Don't forget that the rs232/rs422 world defines their signals as active (DTR)
but the lines are all physical (DTR-).  DTR- line being held low is active.

jdb@mordor.ARPA (John Bruner) (11/26/86)

>						...  Uw tries to survive in a
>world where the SERD may or may not be present.  Therefore, uw probably makes
>ROM calls and gets to use the new SERD if 128K ROMs are present, but doesn't
>mind using the 64K ROMs if you don't have the new ROMs.
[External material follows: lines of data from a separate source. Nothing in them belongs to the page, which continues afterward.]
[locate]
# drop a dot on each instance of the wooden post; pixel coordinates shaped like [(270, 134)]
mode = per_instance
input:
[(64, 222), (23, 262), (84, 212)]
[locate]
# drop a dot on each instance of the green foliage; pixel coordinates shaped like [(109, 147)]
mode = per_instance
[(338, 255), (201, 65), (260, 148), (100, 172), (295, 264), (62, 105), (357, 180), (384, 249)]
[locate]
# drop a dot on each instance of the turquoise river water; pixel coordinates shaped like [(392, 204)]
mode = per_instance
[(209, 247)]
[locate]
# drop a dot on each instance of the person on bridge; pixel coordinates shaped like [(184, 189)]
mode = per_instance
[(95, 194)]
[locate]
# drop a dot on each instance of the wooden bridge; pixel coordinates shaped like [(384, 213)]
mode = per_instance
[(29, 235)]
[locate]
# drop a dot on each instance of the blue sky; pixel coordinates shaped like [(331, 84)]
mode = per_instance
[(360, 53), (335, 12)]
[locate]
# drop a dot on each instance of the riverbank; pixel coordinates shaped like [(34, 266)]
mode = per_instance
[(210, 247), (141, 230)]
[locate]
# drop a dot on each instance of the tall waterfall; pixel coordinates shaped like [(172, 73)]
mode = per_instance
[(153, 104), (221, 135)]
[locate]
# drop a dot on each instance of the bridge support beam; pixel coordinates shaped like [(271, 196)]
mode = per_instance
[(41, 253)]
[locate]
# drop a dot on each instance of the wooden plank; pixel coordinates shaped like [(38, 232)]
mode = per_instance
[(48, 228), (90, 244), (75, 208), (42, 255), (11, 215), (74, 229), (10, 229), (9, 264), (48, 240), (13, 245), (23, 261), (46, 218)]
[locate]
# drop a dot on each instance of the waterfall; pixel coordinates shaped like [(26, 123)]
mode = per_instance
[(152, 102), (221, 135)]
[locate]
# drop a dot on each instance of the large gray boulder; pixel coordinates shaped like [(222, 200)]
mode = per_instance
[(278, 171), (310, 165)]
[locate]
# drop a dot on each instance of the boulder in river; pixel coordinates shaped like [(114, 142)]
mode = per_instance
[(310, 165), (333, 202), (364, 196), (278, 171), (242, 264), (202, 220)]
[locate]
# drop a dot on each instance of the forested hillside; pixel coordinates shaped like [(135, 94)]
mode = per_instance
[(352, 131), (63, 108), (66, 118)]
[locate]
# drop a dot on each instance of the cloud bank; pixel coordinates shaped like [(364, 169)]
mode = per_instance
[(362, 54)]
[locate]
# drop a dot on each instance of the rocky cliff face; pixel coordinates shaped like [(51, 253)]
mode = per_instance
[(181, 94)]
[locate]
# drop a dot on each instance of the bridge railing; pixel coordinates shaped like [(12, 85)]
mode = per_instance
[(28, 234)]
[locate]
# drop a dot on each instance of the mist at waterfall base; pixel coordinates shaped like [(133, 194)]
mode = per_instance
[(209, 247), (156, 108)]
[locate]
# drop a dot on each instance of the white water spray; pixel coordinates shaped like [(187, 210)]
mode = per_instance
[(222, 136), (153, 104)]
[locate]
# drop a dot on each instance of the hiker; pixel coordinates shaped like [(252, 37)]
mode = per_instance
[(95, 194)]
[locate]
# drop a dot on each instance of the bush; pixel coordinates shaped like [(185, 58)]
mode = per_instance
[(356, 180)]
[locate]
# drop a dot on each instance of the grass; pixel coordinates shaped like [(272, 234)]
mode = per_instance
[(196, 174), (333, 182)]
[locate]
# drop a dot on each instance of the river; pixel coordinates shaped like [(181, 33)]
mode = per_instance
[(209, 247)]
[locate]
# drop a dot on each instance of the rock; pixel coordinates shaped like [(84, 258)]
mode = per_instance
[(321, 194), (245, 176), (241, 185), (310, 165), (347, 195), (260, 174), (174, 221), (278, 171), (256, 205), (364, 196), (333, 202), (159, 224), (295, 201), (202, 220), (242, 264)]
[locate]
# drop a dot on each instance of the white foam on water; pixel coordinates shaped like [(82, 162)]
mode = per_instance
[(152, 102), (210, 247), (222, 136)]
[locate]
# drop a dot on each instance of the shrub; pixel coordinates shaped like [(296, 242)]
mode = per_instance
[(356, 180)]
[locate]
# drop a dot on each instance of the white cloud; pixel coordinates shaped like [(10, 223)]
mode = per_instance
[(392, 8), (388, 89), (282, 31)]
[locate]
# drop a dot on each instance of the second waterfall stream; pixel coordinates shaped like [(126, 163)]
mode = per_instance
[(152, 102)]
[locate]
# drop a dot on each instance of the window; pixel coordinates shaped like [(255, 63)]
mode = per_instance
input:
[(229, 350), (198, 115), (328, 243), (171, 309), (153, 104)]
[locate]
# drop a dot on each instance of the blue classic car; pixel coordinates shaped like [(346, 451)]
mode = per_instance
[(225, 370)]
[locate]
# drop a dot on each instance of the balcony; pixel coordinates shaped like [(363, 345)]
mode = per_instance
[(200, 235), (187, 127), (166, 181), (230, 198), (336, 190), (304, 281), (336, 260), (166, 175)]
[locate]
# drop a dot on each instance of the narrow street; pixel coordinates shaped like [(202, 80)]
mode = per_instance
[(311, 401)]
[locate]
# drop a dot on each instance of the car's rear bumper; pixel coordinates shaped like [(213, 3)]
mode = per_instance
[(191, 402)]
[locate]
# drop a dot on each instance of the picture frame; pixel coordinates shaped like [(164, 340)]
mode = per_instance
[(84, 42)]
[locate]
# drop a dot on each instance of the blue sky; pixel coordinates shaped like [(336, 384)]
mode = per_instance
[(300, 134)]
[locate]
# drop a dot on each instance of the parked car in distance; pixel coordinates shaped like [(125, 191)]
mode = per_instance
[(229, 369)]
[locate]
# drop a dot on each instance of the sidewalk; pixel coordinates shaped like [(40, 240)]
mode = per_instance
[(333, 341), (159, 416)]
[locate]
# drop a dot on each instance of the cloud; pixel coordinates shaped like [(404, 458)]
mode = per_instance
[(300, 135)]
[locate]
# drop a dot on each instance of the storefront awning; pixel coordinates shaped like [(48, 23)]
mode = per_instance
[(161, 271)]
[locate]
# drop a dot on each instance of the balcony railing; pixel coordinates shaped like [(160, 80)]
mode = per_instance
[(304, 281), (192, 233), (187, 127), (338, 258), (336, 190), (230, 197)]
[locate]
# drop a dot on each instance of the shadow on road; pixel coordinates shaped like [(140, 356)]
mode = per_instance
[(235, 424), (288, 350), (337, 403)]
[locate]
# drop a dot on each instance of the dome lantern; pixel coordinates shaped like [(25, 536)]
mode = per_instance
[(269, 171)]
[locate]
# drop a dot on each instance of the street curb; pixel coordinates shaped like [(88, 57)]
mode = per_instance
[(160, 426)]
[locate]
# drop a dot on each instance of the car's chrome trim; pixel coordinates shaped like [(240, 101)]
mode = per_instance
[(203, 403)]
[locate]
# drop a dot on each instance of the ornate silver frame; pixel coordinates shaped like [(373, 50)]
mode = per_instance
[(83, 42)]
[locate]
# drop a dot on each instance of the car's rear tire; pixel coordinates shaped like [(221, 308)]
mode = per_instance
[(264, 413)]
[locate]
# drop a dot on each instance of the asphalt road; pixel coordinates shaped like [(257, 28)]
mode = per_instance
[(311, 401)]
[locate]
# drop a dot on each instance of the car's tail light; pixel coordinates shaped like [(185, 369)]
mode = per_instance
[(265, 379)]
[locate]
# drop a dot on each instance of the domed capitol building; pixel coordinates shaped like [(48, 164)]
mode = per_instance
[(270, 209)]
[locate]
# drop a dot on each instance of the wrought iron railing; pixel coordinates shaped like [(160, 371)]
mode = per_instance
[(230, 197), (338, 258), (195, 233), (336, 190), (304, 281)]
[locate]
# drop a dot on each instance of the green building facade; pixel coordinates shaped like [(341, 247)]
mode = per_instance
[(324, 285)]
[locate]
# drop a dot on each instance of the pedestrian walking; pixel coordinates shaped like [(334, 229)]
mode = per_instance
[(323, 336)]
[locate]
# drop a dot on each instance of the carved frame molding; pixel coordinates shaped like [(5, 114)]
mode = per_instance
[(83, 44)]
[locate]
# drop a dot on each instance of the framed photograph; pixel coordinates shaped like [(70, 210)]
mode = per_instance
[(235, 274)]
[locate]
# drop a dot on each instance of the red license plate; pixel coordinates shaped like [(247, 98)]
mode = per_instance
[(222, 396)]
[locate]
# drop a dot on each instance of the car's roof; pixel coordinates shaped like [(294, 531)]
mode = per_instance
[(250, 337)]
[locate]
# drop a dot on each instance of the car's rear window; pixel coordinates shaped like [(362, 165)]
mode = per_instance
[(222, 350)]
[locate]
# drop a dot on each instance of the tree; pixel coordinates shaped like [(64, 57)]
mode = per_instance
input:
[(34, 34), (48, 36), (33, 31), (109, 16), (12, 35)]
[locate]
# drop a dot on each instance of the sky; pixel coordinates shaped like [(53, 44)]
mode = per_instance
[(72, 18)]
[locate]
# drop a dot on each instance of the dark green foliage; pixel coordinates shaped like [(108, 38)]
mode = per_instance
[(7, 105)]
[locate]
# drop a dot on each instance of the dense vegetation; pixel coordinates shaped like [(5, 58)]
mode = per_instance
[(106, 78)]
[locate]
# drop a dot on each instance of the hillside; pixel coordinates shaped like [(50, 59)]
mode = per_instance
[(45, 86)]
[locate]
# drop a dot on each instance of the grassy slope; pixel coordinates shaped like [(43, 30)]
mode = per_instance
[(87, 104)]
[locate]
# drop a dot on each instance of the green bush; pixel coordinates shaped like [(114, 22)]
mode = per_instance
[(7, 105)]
Well, almost.  UW tries to use the SERD driver.  It calls RAMSDOpen
first, and only if that fails does it use OpenDriver.  Just before
it exits, it calls RAMSDClose and then OpenDriver.  As Brian Powell
said, *Inside Macintosh* warns against closing the ROM serial driver
because mouse interrupts can be lost.  According to a comment in the
code, I added the call to OpenDriver after RAMSDClose because when I
left out this call, the mouse froze.  (This is Megamax's RAMSDClose,
which is (1) over a year old and (2) was outdated when I received it.)
UW v3.4 does make the hold-DTR Control call to ensure that there is no
glitch on the DTR line between the RAMSDClose and the OpenDriver, because
it is intended that users be able to exit UW, restart it, and resume a
modem-connected terminal session.

BTW, UW is in a holding pattern right now.  I've just purchased
Lightspeed C and I'm thinking seriously about MPW C.  I'm going to
convert it to one of those (I'd like to use both -- LSC for
prototyping and MPW C for final code quality, but C implementations
on the Mac don't seem to be very compatible).  I don't plan to make
any additional major changes to the Megamax version.
-- 
  John Bruner (S-1 Project, Lawrence Livermore National Laboratory)
  MILNET: jdb@mordor [jdb@s1-c.ARPA]	(415) 422-0758
  UUCP: ...!ucbvax!decwrl!mordor!jdb 	...!seismo!mordor!jdb

peter@aragorn.OZ (Peter Horan) (11/27/86)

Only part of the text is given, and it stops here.